10th Parliament· 154 sittings on record · 30,475 speeches · latest 10 June 2026

Hon. Amila Prasad

Samagi Jana Balawegaya· Gampaha· 25 September 2025 ·Debate: Debate: Imports and Exports (Control) Act - Regulations for Vehicle Imports

EducationLaw & OrderCorruption & Governance Reform
AI summary generated by gpt-5.5

Hon. Amila Prasad addressed a regulation under the Imports and Exports (Control) Act, questioning why technical barriers affect vehicle imports for tourism and urging Government scrutiny of investment issues in the sector. He criticized alleged political involvement in school events despite earlier assurances, warned that proposed child-protection-related legislation should be studied against international examples, and raised concerns about impacts on teachers and schools. He also alleged pressure on police officers and private-sector actors, citing recent OIC transfers and the exclusion of Vidarshana Publishers from the Book Fair. He challenged Government MPs to publish one year of bank statements to support their anti-corruption claims and demonstrate transparency.

Verbatim record (translated)

Machine-translated from Sinhala / Tamil / English

¶ 01 Hon. Deputy Speaker, thank you. Today’s regulation under the Imports and Exports (Control) Act addresses a technical issue preventing the required number of vehicles for tourism from arriving. If tourism is so profitable, why do such issues arise, and why are businessmen not investing? The Government has a duty to examine this.

¶ 02 A few other issues: At the start, the Education Minister said politicians would not be brought into schools. Yet today, a State Minister is conducting an event at Gampaha Rathnawali Balika Vidyalaya. As Hon.

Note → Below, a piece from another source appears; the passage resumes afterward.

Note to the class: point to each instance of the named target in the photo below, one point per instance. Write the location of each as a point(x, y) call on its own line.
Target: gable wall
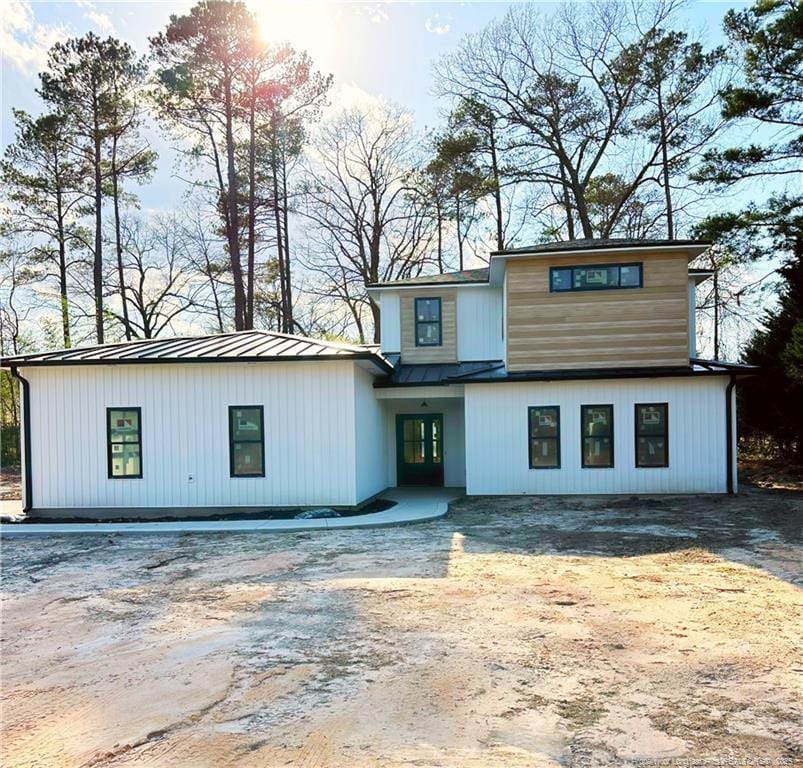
point(447, 352)
point(309, 434)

Archchuna asked: are the rules only for the Opposition? The Education Minister must clarify how politicians attend school events.

¶ 03 Yesterday, another Bill with many technical issues was brought. We oppose corporal punishment. But consider Haiti’s 2003 law; it destabilized their education system and child-related concepts. We ask the 159 Members in Government: before bringing technical Bills, study global consequences where similar laws were introduced.

¶ 04 On “abuse” and “insult,” as raised by Hon. Ajith P. Perera: when NGOs bring money to push such agendas, it can devastate our education system; teachers are bewildered, schools cannot function. Instead of solutions, Ministers go to school ceremonies to promote politics, while we oppose that.

¶ 05 Amid these technical issues, many OICs were transferred recently—mostly to general duties, including in major stations. This signals pressure on OICs who do not bow, showing others “the consequence if you don’t obey.” The Government seems slowly trying to bend the law.

¶ 06 It extends beyond the State sector. For 25 years, the “Vidarshana Publishers,” a leading contributor to the Book Fair, have been excluded this year—denied required floor space. Why? After the President’s election last year, social media showed he “walked quickly” near their stall; now they were denied space. Pressure is now on private sector too.

¶ 07 This Government keeps calling us thieves to cover its own faults. It has been a year. Has the Government conducted audits and produced outcomes on theft of public funds? The President said at the UN: “The fight against corruption is dangerous; not fighting it is even more dangerous.” True—but corruption is not only stealing public funds. There are many ways MPs—even in Opposition—can raise money. I challenge this Government: you 159 are the paragons; we are called thieves, weeds. Then accept this challenge.

¶ 08 From 21 September last year to 21 September this year, publish your bank statements—money in and out—for the people to see. Technical issues may exist in asset declarations, but banks record inflows and outflows. Show them and prove your virtue.

¶ 09 Let me add to the President’s quote: “The desire to conceal is fear. Fear is bad and improper. Be fearless, and everything else will happen naturally.” Be fearless, you 159 MPs—show your bank statements for the past year, and let the rest follow naturally. Thank you.

Provenance

Source
Hansard, Thursday, 25 September 2025 ·No. 1759483897051145 ·English daily/uncorrected Hansard
Page · column
not yet extracted — page/column anchors are not in the current dataset; the source PDF is the citable location.